El origen de la palabra amor se encuentra en el etrusco, una lengua que nadie ha podido descifrar. Como los romanos no querían deberle nada a nadie (o al menos a sus benefactores directos), destruyeron todo vestigio y tradición asociada con ese pueblo de artistas y adivinos que no sólo fue responsable de la fundación de Roma, también de lo poco de trascendental que tuvo ese imperio que nos legó el materialismo. El misterio que rodea al etrusco (y la palabra “misterio” también tiene origen etrusco), quizá sirva para explicar por qué no hemos podido llegar a una definición satisfactoria del amor. Una cosa es clara, tanto para los griegos como para los romanos, el amor y el matrimonio eran cosas que nunca marchaban de la mano. De Rougemont encuentra el origen del amor romántico en el sur de Francia, a comienzos del siglo doce, en una revolución de los modales que con el tiempo se ha conocido como Amor Cortés. Impulsada en buena parte por Leonor de Aquitania, en una corte a la que acudía gente de todos los rincones de Europa, esta idea del amor promulgaba las virtudes de los amores imposibles o llenos de obstáculos. El símbolo de este amor fueron Tristán e Isolda y la gracia del asunto, la elevación espiritual que producía, estaba en el cultivo de las ganas sin preocuparse por saciarlas. De Rougemont no vacila al señalar una conexión directa entre el amor cortés y la secta hereje de los albigenses, quienes desa­parecieron por dos causas poderosas: las persecuciones de la ortodoxia y su propia nega­tiva a consumar el acto sexual, porque les parecía cosa del diablo. Hereje o no, la idea de un amor poblado de obstáculos, de amantes cuya única unión posible se encuentra más allá de la muerte, ha sido el tema recurrente en las representaciones del amor hasta nuestro tiempo.

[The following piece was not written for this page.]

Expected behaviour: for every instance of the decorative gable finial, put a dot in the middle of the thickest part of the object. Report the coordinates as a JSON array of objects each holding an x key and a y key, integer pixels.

Al principio la gente trató de asimilar esta forma de vida separando las cosas. Los caballeros realizaban ha­zañas a nom­bre de sus amadas, pero eso no les impedía tener una esposa a la que visitaban de vez en cuando para reponerse de los traji­nes y dejar una semilla. El mismo Dante, que llegó a escribir un libro monumental inspirado en una Beatriz a la que vio pocas veces, tenía esposa e hijos que la historia ha olvidado. Pero los problemas verdaderos comenzaron cuando la gente empezó a casarse por amor. Uno de los primeros matrimonios por amor de que tenemos noticia fue el de Enrique VIII con Ana Bolena, quien murió decapitada después de tres años. El amor Román­tico es una droga que, como todas las drogas, exige de sus vícti­mas cada vez dosis mayores. Cuando el amor y el matri­monio se combinan surge una paradoja sin solución. ¿Cómo puede ser imposible una persona que de repente se ha vuelto molestamente posible? ¿Cómo encontrar distancia si a veces las parejas no saben de quién es la pierna que tocan debajo de las sábanas? Para Denis de Rougemont, eso explica por qué casi todas las historias de amor terminan justo el día del matrimonio. Superados los obstáculos no queda nada más por alcanzar. Tanto la vida como el amor romántico concluyen entre ritos funerarios.